Given the unbelievable promises of Ryzen, it wouldn’t be surprising to see the chips sell out fast, even if there’s decent volume, so if you really want it soon, preordering from one of the 185 vendors would be smart. If you have a bit of patience and would rather read the reviews first, you can expect to see those also on March 2.
So, what SKUs are we dealing with?
If you thought that the top-end Ryzen chip would cost close to $1,000, its actual $499 price-point should seem exciting. AMD knows that it could sell these parts for more than what it is, but it’s also at the point where it needs marketshare, and competitive pricing can get that done.
While Ryzen 7 chips will undoubtedly give AMD’s quarterly financial reports a nice boost, the gains could be enormous when Ryzen 5 and 3 come out later this year. Beyond that, AMD has Naples en route, which is the enterprise-focused processors built on Zen, so the company stands to gain some significant ground there.
For those curious about Ryzen on mobile, AMD said that those first chips should begin to land in the second-half of the year.

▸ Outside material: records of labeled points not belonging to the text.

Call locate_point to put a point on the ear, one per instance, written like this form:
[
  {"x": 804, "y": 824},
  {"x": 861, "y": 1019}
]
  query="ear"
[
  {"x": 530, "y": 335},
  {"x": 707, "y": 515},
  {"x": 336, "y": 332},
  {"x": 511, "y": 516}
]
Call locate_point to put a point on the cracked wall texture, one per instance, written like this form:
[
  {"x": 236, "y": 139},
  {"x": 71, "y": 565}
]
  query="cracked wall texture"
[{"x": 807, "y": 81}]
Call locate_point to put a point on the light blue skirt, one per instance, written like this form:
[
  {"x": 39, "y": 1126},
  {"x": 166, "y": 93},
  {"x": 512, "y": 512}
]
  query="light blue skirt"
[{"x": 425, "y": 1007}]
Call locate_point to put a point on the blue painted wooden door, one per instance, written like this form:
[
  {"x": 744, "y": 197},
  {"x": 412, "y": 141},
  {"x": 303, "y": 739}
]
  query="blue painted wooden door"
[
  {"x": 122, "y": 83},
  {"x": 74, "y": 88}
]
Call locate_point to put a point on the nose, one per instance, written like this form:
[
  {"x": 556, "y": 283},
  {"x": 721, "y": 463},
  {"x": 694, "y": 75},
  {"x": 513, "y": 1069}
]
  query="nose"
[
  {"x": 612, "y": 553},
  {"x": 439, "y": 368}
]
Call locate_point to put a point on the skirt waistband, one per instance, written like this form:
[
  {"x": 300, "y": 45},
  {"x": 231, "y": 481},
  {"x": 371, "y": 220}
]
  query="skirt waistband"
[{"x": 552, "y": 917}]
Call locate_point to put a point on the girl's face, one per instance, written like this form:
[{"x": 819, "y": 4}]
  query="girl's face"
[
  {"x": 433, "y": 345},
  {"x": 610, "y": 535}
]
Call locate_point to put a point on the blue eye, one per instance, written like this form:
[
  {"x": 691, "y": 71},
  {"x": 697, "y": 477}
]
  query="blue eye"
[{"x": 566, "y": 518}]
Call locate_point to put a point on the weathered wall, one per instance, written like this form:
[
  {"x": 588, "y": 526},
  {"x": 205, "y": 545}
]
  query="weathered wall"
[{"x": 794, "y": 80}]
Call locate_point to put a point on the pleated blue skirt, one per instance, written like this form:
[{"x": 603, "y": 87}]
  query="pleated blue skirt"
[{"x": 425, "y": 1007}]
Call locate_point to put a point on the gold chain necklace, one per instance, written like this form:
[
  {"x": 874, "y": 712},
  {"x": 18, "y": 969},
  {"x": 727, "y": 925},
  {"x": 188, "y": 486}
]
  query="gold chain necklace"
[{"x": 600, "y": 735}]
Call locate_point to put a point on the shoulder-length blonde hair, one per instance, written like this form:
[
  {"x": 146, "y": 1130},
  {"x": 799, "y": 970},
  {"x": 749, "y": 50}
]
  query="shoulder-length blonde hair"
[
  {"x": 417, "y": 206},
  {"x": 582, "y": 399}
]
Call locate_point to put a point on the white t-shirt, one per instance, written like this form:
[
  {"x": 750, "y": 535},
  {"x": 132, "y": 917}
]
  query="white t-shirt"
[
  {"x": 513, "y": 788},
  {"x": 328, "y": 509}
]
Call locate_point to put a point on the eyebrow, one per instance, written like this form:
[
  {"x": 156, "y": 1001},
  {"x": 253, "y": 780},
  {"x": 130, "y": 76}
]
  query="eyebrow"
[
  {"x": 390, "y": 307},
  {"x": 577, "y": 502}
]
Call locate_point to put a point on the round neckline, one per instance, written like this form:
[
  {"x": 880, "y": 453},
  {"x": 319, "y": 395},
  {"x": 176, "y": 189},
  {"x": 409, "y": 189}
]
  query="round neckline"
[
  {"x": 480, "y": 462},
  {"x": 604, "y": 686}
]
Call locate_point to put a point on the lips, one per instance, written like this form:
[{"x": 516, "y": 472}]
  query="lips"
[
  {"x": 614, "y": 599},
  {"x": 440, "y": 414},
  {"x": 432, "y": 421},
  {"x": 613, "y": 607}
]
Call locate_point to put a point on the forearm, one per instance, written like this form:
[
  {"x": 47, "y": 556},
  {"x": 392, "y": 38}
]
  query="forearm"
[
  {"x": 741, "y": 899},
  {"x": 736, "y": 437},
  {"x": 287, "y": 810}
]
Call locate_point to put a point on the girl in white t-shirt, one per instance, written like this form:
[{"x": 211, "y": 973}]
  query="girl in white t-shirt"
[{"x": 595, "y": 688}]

At this point, AMD could explode SKUs all over the market, but due to the huge amount of product that needs to be pushed, it’s beginning with the big guns on desktop, and then will work from there.
Cinebench R15 Multi-threaded Scores (per AMD)
Ryzen 7 1700X: 1537
Core i7-6900K: 1474 (-4%)
Core i7-6800K: 1108 (-39%)
Performance-wise, AMD compares its Ryzen 7 1800X at $499 to Intel’s Core i7-6900K (also an eight-core); its Ryzen 7 1700X at $399 to Intel’s $425 Core i7-6800K; and its Ryzen 7 1700 at $329 to Intel’s Core i7-7700K – Santa Clara’s latest and greatest Kaby Lake-based chip.
In the past, AMD said that Ryzen increased the IPC over its previous generation core by 40%, which is a number some had a hard time believing. Well, the company now says that it’s not actually 40%, but instead 52%. That announcement got a hearty applause from the audience at a platform and architecture deep-dive held in San Francisco yesterday.
If you want to know what Ryzen truly is, it’s the result of two million engineer hours involving 100s of engineers over the course of four years. It’s ambitious, and hopefully for AMD, those ambitions are soon to pay off.
This all raises an obvious question; where does this leave Intel? Prior to the embargo, an Intel spokesperson reached out to say:
“We take any competition seriously but as we’ve learned, consumers usually take a ‘wait and see’ approach on performance claims for untested products. 7th Gen Intel Core delivers the best experiences, and with 8th Gen Intel Core and new technologies like Intel Optane memory coming soon, Intel will not stop raising the bar.”
One thing’s for certain: the industry needs a launch like Ryzen to help keep the spirit of competition alive, and to help keep the industry excited for the progression of processor technology. 2017 is going to be one hell of an exciting year.